An Economic Impact Assessment by the 12J Association of South Africa showed that three times more jobs would be created by Section 12J with no annual limitation than Section 12J with an annual R2.5 million cap.

“Our initial results from the high-level impact assessment show that for R1 million of venture capital investment (in members of the 12J Association) lost due to the introduction of the cap, an average of 5 jobs are lost to the South African economy,” said the Association, in a recent letter to the Finance Minister and the Commissioner of the South African Revenue Service.

“We argue that, in this context, 12J is an effective source of job creation in South Africa, especially in the context of other available incentives and government’s current strategic objectives,” the Association said. Cohen said South Africa’s incentive scheme needs to offer greater, rather than less, encouragement to invest in small business, given the country’s urgent need to create jobs.

 

How does S12J of the Income Tax Act work?

Investing in a Section 12J company allows investors a 100 percent tax incentive from their tax liability. Section 12J of the Income Tax Act No. 58 of 1962 was legislated by the South African Government to incentivise South African taxpayers to invest in local companies and to receive a tax deduction of up to 100 percent. The entire amount that is invested can be deducted from the investor’s taxable income.

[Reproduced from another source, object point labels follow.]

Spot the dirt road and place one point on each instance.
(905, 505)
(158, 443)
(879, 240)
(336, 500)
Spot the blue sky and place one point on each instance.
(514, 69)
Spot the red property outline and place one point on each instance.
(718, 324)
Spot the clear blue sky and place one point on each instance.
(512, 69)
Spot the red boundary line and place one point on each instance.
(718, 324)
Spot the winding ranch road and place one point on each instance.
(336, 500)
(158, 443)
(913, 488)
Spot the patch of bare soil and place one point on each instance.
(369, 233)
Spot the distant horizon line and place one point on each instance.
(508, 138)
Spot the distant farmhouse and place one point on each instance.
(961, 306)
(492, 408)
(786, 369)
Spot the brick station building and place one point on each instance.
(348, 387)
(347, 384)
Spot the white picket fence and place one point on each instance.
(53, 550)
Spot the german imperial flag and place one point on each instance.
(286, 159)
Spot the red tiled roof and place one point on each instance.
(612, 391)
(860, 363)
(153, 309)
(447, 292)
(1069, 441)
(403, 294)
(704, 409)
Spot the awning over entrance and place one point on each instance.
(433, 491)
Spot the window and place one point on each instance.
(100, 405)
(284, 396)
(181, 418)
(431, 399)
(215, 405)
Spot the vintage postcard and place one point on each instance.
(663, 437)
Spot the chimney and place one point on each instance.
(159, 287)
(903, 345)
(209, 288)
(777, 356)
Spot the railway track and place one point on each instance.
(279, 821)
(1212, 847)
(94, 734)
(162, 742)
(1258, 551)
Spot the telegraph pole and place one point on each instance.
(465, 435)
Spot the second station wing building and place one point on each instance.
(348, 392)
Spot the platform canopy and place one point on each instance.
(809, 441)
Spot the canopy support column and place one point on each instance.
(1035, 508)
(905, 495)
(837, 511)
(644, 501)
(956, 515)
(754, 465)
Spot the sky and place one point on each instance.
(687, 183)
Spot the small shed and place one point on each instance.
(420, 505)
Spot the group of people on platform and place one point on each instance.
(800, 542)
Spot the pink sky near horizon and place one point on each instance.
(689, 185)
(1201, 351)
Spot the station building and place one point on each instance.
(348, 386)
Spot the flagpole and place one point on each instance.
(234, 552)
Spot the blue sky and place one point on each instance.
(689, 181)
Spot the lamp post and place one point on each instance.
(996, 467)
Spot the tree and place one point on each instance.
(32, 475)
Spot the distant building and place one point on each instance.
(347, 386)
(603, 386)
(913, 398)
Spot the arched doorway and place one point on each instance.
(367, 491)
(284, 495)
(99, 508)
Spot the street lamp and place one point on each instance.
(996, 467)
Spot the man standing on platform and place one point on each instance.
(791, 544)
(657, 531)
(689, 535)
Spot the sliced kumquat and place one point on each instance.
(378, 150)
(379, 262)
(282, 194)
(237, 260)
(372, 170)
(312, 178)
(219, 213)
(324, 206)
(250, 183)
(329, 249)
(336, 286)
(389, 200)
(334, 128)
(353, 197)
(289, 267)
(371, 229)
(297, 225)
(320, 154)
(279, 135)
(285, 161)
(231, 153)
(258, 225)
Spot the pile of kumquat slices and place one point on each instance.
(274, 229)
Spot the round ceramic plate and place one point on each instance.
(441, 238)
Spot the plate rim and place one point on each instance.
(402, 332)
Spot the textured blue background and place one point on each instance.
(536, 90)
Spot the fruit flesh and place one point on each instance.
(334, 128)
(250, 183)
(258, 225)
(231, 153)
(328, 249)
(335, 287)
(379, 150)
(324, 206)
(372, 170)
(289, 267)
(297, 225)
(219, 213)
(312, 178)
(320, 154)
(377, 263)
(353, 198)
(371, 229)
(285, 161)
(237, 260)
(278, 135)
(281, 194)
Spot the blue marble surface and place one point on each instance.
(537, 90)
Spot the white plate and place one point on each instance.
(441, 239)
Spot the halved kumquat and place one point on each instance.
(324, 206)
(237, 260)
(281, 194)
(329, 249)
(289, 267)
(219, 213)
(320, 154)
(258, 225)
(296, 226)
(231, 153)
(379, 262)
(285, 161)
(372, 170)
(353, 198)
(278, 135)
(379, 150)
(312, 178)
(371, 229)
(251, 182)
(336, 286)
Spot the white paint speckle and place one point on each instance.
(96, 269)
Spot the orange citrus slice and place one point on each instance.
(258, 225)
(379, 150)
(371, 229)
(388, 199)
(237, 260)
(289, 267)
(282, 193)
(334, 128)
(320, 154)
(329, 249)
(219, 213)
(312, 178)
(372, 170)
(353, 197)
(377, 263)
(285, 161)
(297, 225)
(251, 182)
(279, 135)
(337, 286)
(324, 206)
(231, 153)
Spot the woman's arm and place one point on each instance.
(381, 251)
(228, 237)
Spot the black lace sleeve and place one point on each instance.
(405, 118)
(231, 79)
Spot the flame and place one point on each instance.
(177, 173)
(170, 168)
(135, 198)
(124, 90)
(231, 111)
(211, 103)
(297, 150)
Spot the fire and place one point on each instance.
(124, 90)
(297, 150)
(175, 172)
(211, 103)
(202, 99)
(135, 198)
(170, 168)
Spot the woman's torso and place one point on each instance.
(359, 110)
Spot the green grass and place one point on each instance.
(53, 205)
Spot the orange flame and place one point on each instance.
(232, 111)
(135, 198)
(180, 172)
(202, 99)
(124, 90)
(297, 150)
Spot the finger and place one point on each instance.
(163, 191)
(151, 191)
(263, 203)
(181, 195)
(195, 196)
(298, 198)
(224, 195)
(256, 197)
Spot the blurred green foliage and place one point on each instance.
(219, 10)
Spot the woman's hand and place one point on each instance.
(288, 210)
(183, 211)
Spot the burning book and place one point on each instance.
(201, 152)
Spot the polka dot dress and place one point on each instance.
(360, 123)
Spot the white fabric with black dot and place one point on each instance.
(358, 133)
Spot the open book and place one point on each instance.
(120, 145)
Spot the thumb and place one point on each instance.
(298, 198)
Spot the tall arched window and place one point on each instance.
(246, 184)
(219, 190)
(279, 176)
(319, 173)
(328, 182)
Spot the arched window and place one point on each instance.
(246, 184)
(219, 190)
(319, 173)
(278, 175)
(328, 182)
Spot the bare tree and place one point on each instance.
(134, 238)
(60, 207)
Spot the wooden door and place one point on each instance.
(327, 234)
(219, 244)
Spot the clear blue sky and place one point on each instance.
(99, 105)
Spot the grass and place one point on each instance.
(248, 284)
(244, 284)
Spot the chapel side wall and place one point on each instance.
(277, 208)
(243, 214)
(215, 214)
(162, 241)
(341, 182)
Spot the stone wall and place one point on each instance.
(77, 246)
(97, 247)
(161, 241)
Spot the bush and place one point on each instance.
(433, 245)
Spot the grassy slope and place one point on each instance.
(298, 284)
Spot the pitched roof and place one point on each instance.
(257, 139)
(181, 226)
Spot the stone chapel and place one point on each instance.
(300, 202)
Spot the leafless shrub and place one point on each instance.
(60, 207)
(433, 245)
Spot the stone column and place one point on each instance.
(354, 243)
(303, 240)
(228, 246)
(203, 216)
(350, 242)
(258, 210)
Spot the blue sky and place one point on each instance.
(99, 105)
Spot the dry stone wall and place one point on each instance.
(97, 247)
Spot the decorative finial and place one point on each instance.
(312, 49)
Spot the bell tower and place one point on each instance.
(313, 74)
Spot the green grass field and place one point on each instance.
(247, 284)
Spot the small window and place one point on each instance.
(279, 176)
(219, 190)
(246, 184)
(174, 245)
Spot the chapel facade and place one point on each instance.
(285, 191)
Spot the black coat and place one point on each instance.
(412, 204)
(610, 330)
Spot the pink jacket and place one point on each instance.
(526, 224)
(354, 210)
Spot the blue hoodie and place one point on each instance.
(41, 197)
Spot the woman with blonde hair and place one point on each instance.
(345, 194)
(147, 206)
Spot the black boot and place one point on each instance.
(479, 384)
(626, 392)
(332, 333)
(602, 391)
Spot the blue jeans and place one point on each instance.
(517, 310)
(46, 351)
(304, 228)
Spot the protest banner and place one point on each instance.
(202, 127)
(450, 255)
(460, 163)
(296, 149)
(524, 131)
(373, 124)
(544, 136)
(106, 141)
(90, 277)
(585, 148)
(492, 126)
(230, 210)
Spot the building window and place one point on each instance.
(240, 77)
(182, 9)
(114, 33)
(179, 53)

Approved VCCs such as Optomise, provide the opportunity to invest in approved S12J compliant companies. Once the funds have been received by Optomise, the equity finance is invested into the S12J companies and the investor is issued with an S12J tax certificate and their venture capital shares. This will include the name of the taxpayer, the year in which the investment was made, the amount of the investment made, and the tax registration number of the taxpayer. The tax certificate will provide the investor with a 100 percent tax deduction for the funds invested for that tax year.